The theoretical guarantees of AORRTC (probabilistic completeness and ASAO) stem from the properties of the AOX meta-algorithm and the probabilistic completeness of the underlying RRT-Connect search. By restricting the search space iteratively based on improving cost bounds, the algorithm guarantees that, with enough samples, it will find a path if one exists and that the path cost will converge to the optimal cost.
For practical implementation, the paper highlights several considerations:
- Using informed sampling techniques to bias sampling towards regions likely to contain optimal solutions (though the core AOX concept provides ASAO even without informed sampling, it improves performance).
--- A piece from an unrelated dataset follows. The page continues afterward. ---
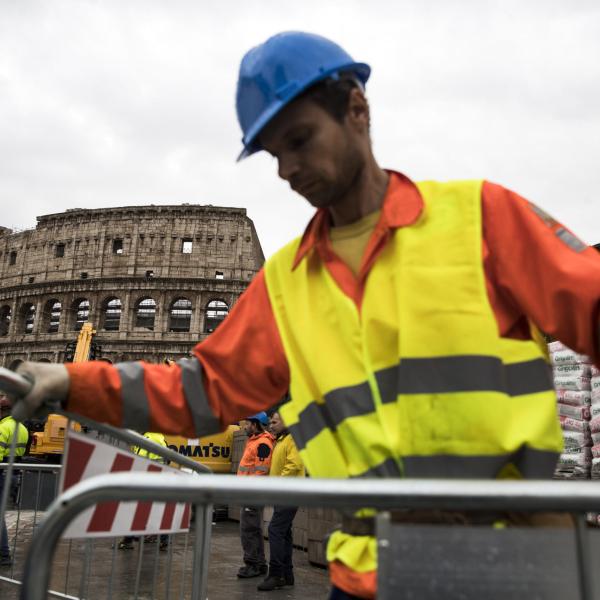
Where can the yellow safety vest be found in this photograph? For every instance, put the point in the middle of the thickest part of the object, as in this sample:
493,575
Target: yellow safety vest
418,382
7,427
- Employing a balanced bidirectional search strategy for the RRT-Connect component to effectively grow trees from both start and goal.
- Leveraging efficient nearest neighbor data structures for searching in the augmented space.
- Applying path simplification (like shortcutting and B-spline smoothing) to the found paths to quickly improve their quality before updating the cost bound.
Experiments using the MotionBenchMaker dataset with 7 DoF Panda and 8 DoF Fetch robot arms demonstrate AORRTC's effectiveness. It was tested against standard OMPL implementations (RRT-Connect, RRT*, BIT*, AIT*) and VAMP implementations (RRT-Connect, RRT*, BIT*, FCIT*), which leverage SIMD acceleration for faster collision checking.
The results show that AORRTC (both OMPL and VAMP versions) achieves initial solution times comparable to RRT-Connect, significantly faster than other tested ASAO planners. It consistently solves more problems, especially difficult high-dimensional ones, than other ASAO methods within the given time limits. Furthermore, AORRTC converges to better solutions much faster than other ASAO planners, reliably finding near-optimal solutions within milliseconds, even for challenging environments. The VAMP implementation benefits from SIMD acceleration, finding solutions and converging faster overall, but the relative performance advantage of AORRTC over other planners holds across both implementations.
In summary, AORRTC provides a practical approach to obtaining ASAO guarantees without sacrificing the rapid initial solution discovery that makes RRT-Connect popular. By iteratively applying a cost-bounded bidirectional search in an augmented space, it effectively balances exploration and exploitation, making it a strong candidate for real-world applications requiring both fast initial feasibility and eventual optimality.